Lehman, a partner at Goldman Sachs, told the Executive and Nominations Committee that he never sold a financial product he knew was worthless.
“I did not know at the time that those securities were going to be worthless,” Lehman stressed under questioning about his position on the Structured Products Group Trading Desk and later as someone who managed a group that oversaw collateralized debt obligations, or CDOs.
Lehman said he didn’t begin overseeing the group that oversaw the CDO’s until the summer of 2007.
Rep. Michael D’Agostino, D-Hamden, said that’s an interesting time period because it’s shortly after Lloyd Blankfein, then chairman and CEO of Goldman Sachs, sent an email to staff asking if they were doing enough to sell off the “cats and dogs” of the mortgage business.
D’Agostino asked if Lehman was involved in Abacus, which was the name of the series of CDOs Goldman sold and then bet against. The Securities and Exchange Commission fined Goldman over the deal.
“I wouldn’t characterize it as the ‘Big Short’,” Lehman said.
Lehman said there should have been better disclosure at the time about where the portfolio was coming from and where the risk was sourced.
Senate President Martin Looney, D-New Haven, said the key question in Lehman’s nomination is related to his past and the role he may have played in the 2007-2008 financial crisis.
Under questioning from Looney, Lehman said when they were looking to reduce their risk regarding their exposure to the mortgage market “we didn’t know where the market was going.”
“At a high level what Goldman was doing was reducing its exposure, in aggregate, to the U.S. mortgage market,” Lehman said.

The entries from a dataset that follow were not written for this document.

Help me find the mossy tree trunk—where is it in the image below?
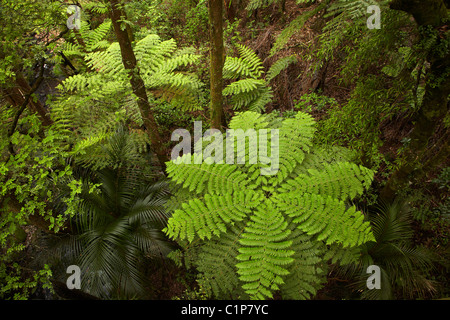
[208,0,225,129]
[110,0,169,171]
[380,0,450,201]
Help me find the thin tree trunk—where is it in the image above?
[110,0,169,171]
[16,72,52,126]
[208,0,225,129]
[380,0,450,201]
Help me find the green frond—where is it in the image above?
[236,202,295,299]
[164,111,375,299]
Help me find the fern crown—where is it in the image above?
[164,112,374,299]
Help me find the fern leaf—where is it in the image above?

“Goldman didn’t know and I didn’t know that those securities were going to be worthless or that some of those were going to be worthless,” Lehman said.
He said all the firms that participated in the mortgage market during that time frame need to accept responsibility for what happened in the market.
“I’ve learned tremendously from that,” Lehman said. “I’ve learned a lot about what happened at that time and the need for transparency.”
Sen. Marilyn Moore, D-Bridgeport, said the questions about Goldman Sachs is the “elephant in the room.”
Looney said he hasn’t spoken to Lamont about Lehman’s nomination and he hasn’t spoken to the Senate Democratic caucus about it so he refrained from offering much more Tuesday.
Asked if he believed Lehman when he said he never knew he was selling a security that was worthless, Looney said he has not formed an opinion on that issue.
Looney declined to characterize Lehman’s testimony Tuesday.
He said he would be researching any “contemporaneous” comments Lehman made that run counter to his testimony Tuesday.
“I want to give him credit for being somebody who is very successful in the private sector and willing to volunteer for public service,” Looney said. “That’s very laudable.”
Looney said the legislature needs to do a careful analysis before it votes.
Lehman said his goal in leading the department would be to increase economic growth.
“The governor’s pro-growth and pro-jobs agenda is critically important to the future of our state,” Lehman said. “For too long we have been underperforming on economic growth and impacted by outbound migration.”
As far as economic incentives for businesses, Lehman said his department wouldn’t be looking to lead with it.
Lehman lives in Greenwich, but didn’t know Lamont before January when he reached out to the governor and volunteered his services to the state. Lehman has declined to take a salary or benefits and said he would serve indefinitely. Asked if he would stay in the job for four year, he said his tenure is up to Lamont.
He said he knows what he knows and he knows what he doesn’t know, but is eager to learn.
Eight of the nine Senators on the committee voted to send Lehman’s nomination to the Senate. Sen. Kevin Witkos, R-Canton, was absent.